青春トワイライトと忘れ猫のあくび -Farewell Dear DeadMINE-

 僕らは変わらない関係な訳であって。
「たまには僕も行くからさ」
「……うん」
「……」
「……」
「食うか」
 僕らはほんの子供で、そういう関係だから。
 そんなの当然のように、言わなくても分かるものだから。
 結局、変わらないものだから――。
「……うわ、熱っ!」

 一緒にいたい気持ちは、ずっと。

 7

 卒業アルバムには、僕が過ごした毎日が写真として残されていて、ページを開けばあの時はどうだった、なんて何時間でも思い出話が出来るだろう。

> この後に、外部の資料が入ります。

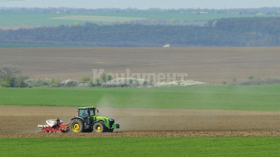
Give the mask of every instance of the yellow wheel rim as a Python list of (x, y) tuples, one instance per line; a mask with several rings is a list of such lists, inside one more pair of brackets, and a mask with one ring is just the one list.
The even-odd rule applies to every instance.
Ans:
[(79, 131), (81, 125), (77, 122), (73, 123), (72, 125), (72, 130), (75, 132)]

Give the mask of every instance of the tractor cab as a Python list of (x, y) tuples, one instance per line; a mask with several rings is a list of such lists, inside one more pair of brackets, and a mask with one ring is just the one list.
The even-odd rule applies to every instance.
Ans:
[(91, 107), (80, 107), (78, 108), (78, 116), (83, 118), (91, 117), (92, 116), (96, 115), (96, 111), (98, 113), (98, 109), (96, 109), (96, 106), (95, 108), (93, 106)]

 活躍なんてしなくて、目一杯はしゃいだだけの体育祭。
 友達とただ校内を話しながら回っているだけで終わった文化祭。
 準備に面倒くさがりながらも、最後には感動を迎えた音楽祭。
 そして、ただ単純に、一緒に時間を共有するだけで楽しかった学校生活。
 友達と好きな漫画の話をして、好きな音楽の話をして、好きなテレビの話をして、たまに好きな女子の話をして、時には友達の友達と、時には違う学年の人と、時には授業終わりの先生と、嫌われるとかうざったいとか思われる事も気にせず過ごして、これからもそうであり続けると思い込んでいた日々が、確かにあったのだ。
 それが小学生の頃の卒業アルバムだろうが、今の卒業アルバムだろうが内容は同じで、僕にとって学校というのは、勉強という名目で集まった、思い出作りの場所なのである。

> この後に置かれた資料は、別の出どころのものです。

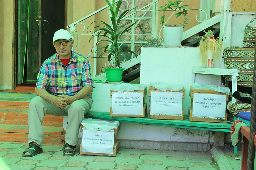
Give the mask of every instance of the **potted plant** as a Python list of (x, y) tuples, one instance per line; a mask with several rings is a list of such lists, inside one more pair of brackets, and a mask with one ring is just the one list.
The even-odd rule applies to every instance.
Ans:
[(211, 30), (205, 33), (205, 36), (202, 37), (198, 44), (200, 57), (204, 66), (212, 67), (215, 62), (222, 57), (220, 53), (222, 41), (219, 38), (214, 39)]
[[(161, 23), (162, 26), (164, 40), (166, 47), (179, 47), (181, 44), (183, 28), (185, 27), (185, 24), (188, 24), (187, 21), (188, 20), (186, 18), (188, 10), (185, 9), (185, 7), (187, 5), (179, 6), (180, 3), (182, 2), (182, 1), (176, 1), (174, 2), (168, 1), (168, 3), (160, 7), (160, 8), (162, 8), (161, 11), (164, 11), (163, 16), (161, 17)], [(173, 26), (168, 26), (166, 24), (164, 20), (165, 12), (167, 10), (179, 11), (175, 16), (176, 17), (180, 16), (184, 17), (183, 23), (179, 24), (180, 26), (177, 26), (177, 24)], [(164, 26), (165, 23), (166, 24)]]
[[(136, 54), (128, 47), (125, 46), (120, 47), (120, 38), (124, 33), (128, 32), (130, 30), (136, 23), (132, 23), (125, 28), (120, 29), (122, 21), (125, 18), (126, 15), (133, 9), (123, 11), (120, 11), (120, 6), (122, 3), (122, 0), (119, 1), (116, 6), (114, 0), (112, 0), (112, 4), (107, 0), (105, 0), (105, 1), (109, 8), (110, 23), (109, 24), (101, 21), (95, 21), (91, 23), (88, 27), (95, 22), (100, 23), (98, 25), (94, 26), (91, 30), (90, 33), (92, 30), (94, 30), (94, 34), (90, 39), (89, 42), (91, 42), (93, 38), (96, 38), (95, 36), (97, 36), (99, 37), (99, 40), (97, 41), (95, 46), (97, 46), (100, 42), (105, 43), (103, 43), (105, 45), (102, 46), (97, 47), (95, 52), (98, 52), (100, 53), (99, 57), (102, 57), (104, 55), (107, 55), (109, 66), (104, 68), (107, 81), (120, 82), (122, 79), (124, 69), (120, 66), (120, 60), (122, 58), (127, 60), (125, 54), (131, 55), (133, 55), (135, 57), (137, 57)], [(88, 29), (87, 28), (87, 32)], [(92, 49), (92, 51), (93, 48), (93, 47)]]
[(145, 47), (163, 47), (163, 45), (160, 41), (157, 41), (157, 39), (154, 38), (152, 38), (147, 41), (144, 46)]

 だから、中学二年になる前にあいつが学校に来なくなってからの思い出話も僕には出来るし、アルバムにもその思い出の証明が残されている。
 別に薄情だった訳じゃない。
 あいつがそうなってしまったのに、心配を重ねたのは本当だった。
 けど、『大丈夫か?』とか『学校来いよ』とかいらないって分かってたし、それが正しいとも思わなかった。
 寄り添ってやるだけ。
 同情もせず、叱咤もせず、手を差し伸べてやるとか大層な事もせず、一緒に居てやるだけが僕に出来た事。

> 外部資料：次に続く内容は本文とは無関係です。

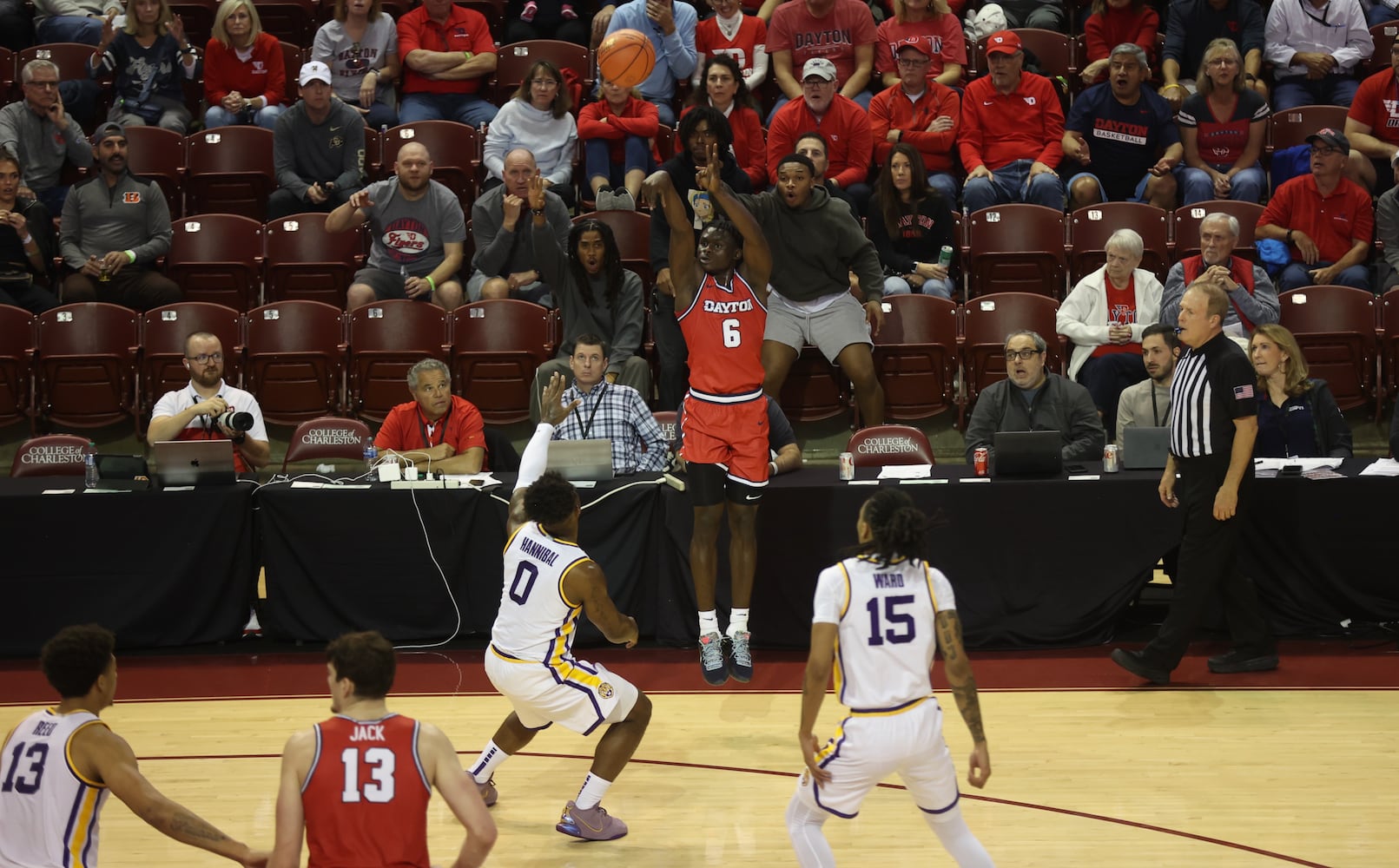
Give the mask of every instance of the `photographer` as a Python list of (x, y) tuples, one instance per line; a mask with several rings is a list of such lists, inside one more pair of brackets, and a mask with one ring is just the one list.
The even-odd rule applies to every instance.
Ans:
[(207, 331), (185, 338), (189, 387), (166, 391), (151, 411), (150, 443), (161, 440), (232, 440), (238, 474), (256, 472), (271, 457), (257, 400), (224, 383), (224, 347)]
[(330, 67), (301, 67), (301, 99), (277, 119), (273, 166), (278, 189), (267, 198), (267, 219), (329, 214), (364, 186), (364, 116), (341, 102)]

 あいつの母親は、毎日放課後に家に来る僕に「いらっしゃい」しか言わなかったのは、それを理解していてからだろう。
 学校に行かない理由も訊かず、それが普通であるように過ごした。
 きっと、思い出しかのようにあいつが、父親の仕事場に行ったりしてたのは僕らのそんな態度に思うところがあったからなのかもしれない。